This scope samples at 1 giga samples per second as a result my understanding is that it should display returns up to 500 MHz in the FFT mode. I looked at some screen shots of this scope operating in the FFT mode and there is not much data displayed on the screen about what you are seeing. There was a marker for center freq and bd per division and that’s about it. My understanding is that a 100 MHz scope is only good for accurately displaying signals up to about 20 MHz and after that there is about at least 3db of uncertainty in the amplitude of the displayed signal. Is this right?? I understand for $429 I will suffer some trade offs. I am use to using an old 20 Mhz scope with a 3 inch screen so like I said I think this is a big step up for me.
My main concerns are is this money well spent? For the same money would I be better off with a Rigol scope? How can I use the functionality of a modern digital storage scope to make home brewing more productive? Thanks for all the input!!

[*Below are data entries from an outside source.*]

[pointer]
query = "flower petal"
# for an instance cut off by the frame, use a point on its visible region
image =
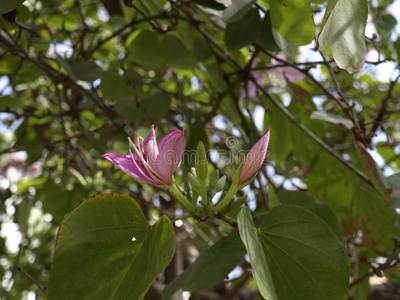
(171, 148)
(150, 146)
(136, 169)
(254, 159)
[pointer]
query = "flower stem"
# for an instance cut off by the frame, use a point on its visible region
(227, 199)
(181, 198)
(203, 190)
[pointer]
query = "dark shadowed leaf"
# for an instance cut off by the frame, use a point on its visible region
(306, 258)
(237, 10)
(9, 5)
(293, 20)
(343, 29)
(209, 3)
(212, 266)
(260, 268)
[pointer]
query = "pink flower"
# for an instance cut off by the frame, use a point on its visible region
(254, 159)
(152, 162)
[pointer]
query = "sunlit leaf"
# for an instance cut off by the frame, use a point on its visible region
(107, 244)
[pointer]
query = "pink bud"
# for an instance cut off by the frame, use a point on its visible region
(254, 159)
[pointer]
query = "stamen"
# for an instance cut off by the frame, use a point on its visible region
(153, 174)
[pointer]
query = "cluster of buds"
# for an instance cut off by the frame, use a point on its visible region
(156, 162)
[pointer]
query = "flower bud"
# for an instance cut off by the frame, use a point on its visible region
(201, 162)
(254, 159)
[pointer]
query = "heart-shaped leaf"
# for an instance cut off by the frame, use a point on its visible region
(106, 249)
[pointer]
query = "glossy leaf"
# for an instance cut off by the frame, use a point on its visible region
(343, 29)
(211, 267)
(293, 20)
(8, 5)
(209, 3)
(243, 32)
(339, 121)
(152, 49)
(106, 249)
(307, 260)
(260, 268)
(308, 202)
(237, 10)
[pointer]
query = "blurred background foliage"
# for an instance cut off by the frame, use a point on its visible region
(79, 76)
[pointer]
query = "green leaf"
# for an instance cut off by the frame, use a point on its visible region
(308, 202)
(339, 121)
(351, 198)
(9, 5)
(392, 181)
(293, 20)
(146, 49)
(176, 54)
(209, 3)
(272, 197)
(212, 266)
(237, 10)
(395, 200)
(86, 71)
(251, 239)
(251, 28)
(265, 36)
(288, 48)
(36, 183)
(114, 87)
(343, 29)
(151, 49)
(243, 32)
(106, 249)
(307, 259)
(156, 106)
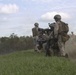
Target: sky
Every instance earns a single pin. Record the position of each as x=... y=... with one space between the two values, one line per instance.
x=19 y=16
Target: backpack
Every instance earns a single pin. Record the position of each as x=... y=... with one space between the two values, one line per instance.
x=65 y=29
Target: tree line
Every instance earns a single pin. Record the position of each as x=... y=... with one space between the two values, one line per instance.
x=15 y=43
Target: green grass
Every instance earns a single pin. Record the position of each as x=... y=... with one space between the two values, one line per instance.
x=31 y=63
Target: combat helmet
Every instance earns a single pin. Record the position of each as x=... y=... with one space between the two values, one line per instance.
x=36 y=24
x=57 y=17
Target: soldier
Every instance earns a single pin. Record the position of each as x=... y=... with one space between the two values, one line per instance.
x=60 y=32
x=35 y=35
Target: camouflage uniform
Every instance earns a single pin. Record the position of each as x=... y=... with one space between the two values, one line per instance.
x=57 y=33
x=35 y=35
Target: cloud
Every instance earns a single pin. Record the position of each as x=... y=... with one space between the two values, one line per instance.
x=42 y=0
x=49 y=16
x=8 y=9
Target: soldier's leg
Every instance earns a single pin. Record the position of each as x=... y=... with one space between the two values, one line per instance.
x=61 y=46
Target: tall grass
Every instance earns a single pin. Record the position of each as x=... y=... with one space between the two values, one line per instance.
x=31 y=63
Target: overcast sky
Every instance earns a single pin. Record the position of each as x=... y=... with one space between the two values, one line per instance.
x=19 y=16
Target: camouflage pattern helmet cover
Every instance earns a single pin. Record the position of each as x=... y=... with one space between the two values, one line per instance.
x=36 y=24
x=57 y=17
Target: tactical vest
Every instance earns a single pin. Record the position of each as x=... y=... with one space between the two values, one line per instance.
x=63 y=30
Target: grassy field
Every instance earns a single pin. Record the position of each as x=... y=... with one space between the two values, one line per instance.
x=31 y=63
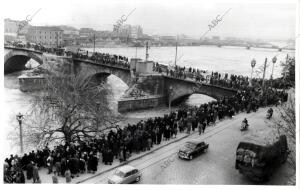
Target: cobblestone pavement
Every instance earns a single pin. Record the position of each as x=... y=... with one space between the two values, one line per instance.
x=216 y=166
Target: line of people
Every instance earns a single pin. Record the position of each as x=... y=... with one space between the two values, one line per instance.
x=69 y=160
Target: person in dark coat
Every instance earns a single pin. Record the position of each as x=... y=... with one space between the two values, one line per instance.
x=94 y=160
x=82 y=165
x=36 y=175
x=54 y=177
x=63 y=166
x=110 y=156
x=204 y=127
x=29 y=171
x=90 y=163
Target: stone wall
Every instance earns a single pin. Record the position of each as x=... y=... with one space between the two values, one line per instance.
x=141 y=103
x=29 y=84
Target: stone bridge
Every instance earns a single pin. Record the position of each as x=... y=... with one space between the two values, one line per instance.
x=15 y=59
x=100 y=71
x=160 y=89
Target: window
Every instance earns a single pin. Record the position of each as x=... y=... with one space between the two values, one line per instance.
x=128 y=174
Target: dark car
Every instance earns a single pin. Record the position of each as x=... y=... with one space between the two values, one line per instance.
x=191 y=149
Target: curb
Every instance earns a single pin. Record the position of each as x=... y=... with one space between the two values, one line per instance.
x=124 y=163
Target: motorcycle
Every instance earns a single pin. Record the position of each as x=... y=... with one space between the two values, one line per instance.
x=244 y=126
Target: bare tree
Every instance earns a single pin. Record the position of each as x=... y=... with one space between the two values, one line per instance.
x=69 y=108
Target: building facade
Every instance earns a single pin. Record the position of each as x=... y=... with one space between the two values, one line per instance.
x=15 y=30
x=128 y=31
x=45 y=35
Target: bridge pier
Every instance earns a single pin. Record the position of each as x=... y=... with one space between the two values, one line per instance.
x=157 y=90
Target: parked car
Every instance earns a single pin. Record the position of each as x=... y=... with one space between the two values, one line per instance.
x=125 y=175
x=192 y=149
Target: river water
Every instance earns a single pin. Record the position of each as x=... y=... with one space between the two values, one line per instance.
x=225 y=59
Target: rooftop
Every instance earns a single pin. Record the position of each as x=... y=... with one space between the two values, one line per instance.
x=48 y=28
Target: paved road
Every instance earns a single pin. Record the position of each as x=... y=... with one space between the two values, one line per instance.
x=216 y=166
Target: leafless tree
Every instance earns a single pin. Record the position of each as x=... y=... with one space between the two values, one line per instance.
x=69 y=108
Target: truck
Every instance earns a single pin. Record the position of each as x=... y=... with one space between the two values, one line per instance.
x=258 y=162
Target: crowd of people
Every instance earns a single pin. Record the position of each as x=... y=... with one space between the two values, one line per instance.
x=180 y=72
x=103 y=58
x=70 y=160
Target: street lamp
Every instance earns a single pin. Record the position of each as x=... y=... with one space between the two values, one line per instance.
x=20 y=119
x=97 y=120
x=170 y=95
x=273 y=61
x=253 y=63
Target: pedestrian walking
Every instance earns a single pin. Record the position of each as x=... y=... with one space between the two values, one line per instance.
x=200 y=127
x=68 y=176
x=54 y=177
x=204 y=126
x=36 y=176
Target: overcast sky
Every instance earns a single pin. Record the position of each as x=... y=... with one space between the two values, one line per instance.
x=267 y=20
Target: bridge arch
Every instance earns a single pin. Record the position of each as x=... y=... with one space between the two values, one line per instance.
x=91 y=69
x=15 y=60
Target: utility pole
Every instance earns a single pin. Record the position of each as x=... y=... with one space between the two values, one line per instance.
x=176 y=50
x=94 y=42
x=147 y=48
x=56 y=39
x=20 y=119
x=170 y=96
x=135 y=51
x=263 y=84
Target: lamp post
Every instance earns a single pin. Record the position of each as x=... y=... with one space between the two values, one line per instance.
x=97 y=120
x=20 y=119
x=253 y=63
x=273 y=61
x=170 y=95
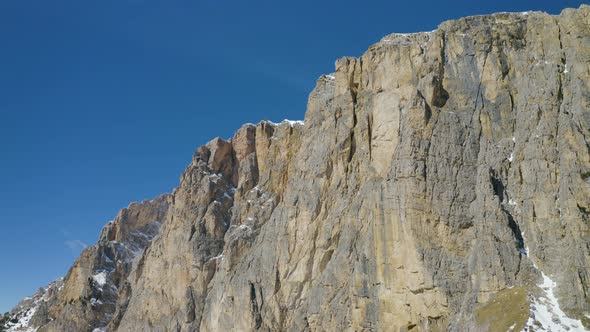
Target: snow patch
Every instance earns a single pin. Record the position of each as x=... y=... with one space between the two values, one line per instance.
x=22 y=325
x=546 y=310
x=100 y=278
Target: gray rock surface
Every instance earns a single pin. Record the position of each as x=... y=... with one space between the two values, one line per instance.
x=440 y=182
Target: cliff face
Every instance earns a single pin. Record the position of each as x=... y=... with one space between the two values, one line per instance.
x=441 y=181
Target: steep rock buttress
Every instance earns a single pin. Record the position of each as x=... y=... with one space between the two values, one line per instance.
x=437 y=180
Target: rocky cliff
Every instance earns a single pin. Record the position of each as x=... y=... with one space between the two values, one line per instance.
x=440 y=182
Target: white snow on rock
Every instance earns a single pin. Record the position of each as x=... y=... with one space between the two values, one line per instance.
x=546 y=314
x=100 y=278
x=23 y=322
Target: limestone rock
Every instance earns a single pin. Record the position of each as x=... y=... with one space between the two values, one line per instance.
x=438 y=178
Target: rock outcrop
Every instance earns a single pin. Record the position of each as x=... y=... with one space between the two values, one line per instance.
x=440 y=182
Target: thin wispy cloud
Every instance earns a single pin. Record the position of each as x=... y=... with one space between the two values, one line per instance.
x=75 y=245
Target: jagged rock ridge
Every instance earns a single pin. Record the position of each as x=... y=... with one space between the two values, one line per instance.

For what its worth - I put together this video a while ago to discuss the FFT function of a digital oscilloscope, and how to control things like the frequency range and resolution. In a nutshell - the frequency range is DC to 1/2 the sample rate of the stored waveform record (which is often less than the max sample rate), and the frequency resolution is basically ~1/record_length in time (the longer the record length/duration, the finer the resolution). Bottom line, it can be difficult to get the resolution you want in order to look at things like filter shape, etc.